Em entrevista à Folha, o secretário de Educação de São Paulo, Rossieli Soares, afirmou que o governo poderá também contratar professores extras para a volta das escolas.

A resolução que regulamenta a retomada da educação nas redes pública e

privada será publicada no Diário Oficial nesta terça (1/9) e autoriza a reabertura de escolas das regiões que estejam há 28 dias na fase amarela, a terceira do Plano SP.

O documento estipula que, neste primeiro momento, o retorno será gradual, com no máximo 20% dos alunos no caso das estaduais e 35% nas municipais e particulares.

São sete as atividades presenciais permitidas: 1) reforço e recuperação; 2) acolhimento emocional; 3) orientação de estudos e tutoria pedagógica; 4) plantão de dúvidas; 5) avaliação diagnóstica e formativa; 6) atividades esportivas e culturais; 7) utilização de laboratórios de tecnologia para estudo e acompanhamento das aulas on-line.

Em todos os casos, devem ser seguidos os protocolos de saúde, como o do distanciamento de 1,5 m, uso de máscara e distribuição de álcool em gel.

Educadores e outros profissionais do grupo de risco não devem frequentar as atividades presenciais, a não ser que assinem um termo de responsabilidade.

A presença dos alunos é opcional e, se houver interesse de um número maior que o permitido, a regra é de que se priorizem estudantes que não tenham acesso a computador ou a internet e aqueles que estejam com maiores dificuldades de aprender, além dos que apresentem distúrbios emocionais.
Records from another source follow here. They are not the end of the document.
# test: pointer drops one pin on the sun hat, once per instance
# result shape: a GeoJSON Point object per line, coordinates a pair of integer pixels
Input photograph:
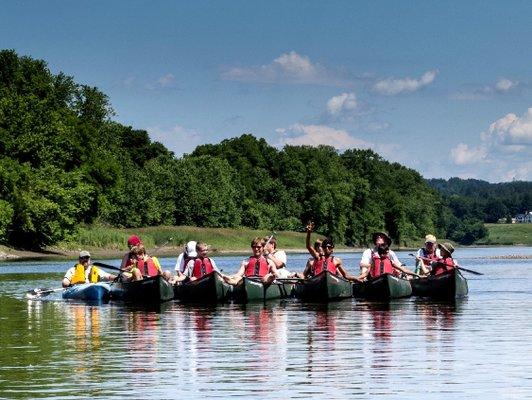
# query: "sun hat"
{"type": "Point", "coordinates": [84, 253]}
{"type": "Point", "coordinates": [448, 247]}
{"type": "Point", "coordinates": [133, 240]}
{"type": "Point", "coordinates": [430, 239]}
{"type": "Point", "coordinates": [387, 238]}
{"type": "Point", "coordinates": [190, 249]}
Em relação às turmas, devem ter prioridade, alunos do 1º e 2º ano do fundamental, em razão da fase de alfabetização, e os do 5º, 9º, além do 3º do médio, que concluem etapas de ensino.

Para a rede estadual, a resolução determina a criação, em cada unidade escolar, de um comitê de acolhimento e de monitoramento dos protocolos sanitários, que deve ser formado por um gestor, um professor e um representante dos pais e dos alunos.

O secretário de Educação diz acreditar que o mês de setembro será uma oportunidade para retomar gradualmente as atividades e adquirir mais experiência no cumprimento dos protocolos de segurança contra a Covid-19, até o retorno oficial em outubro.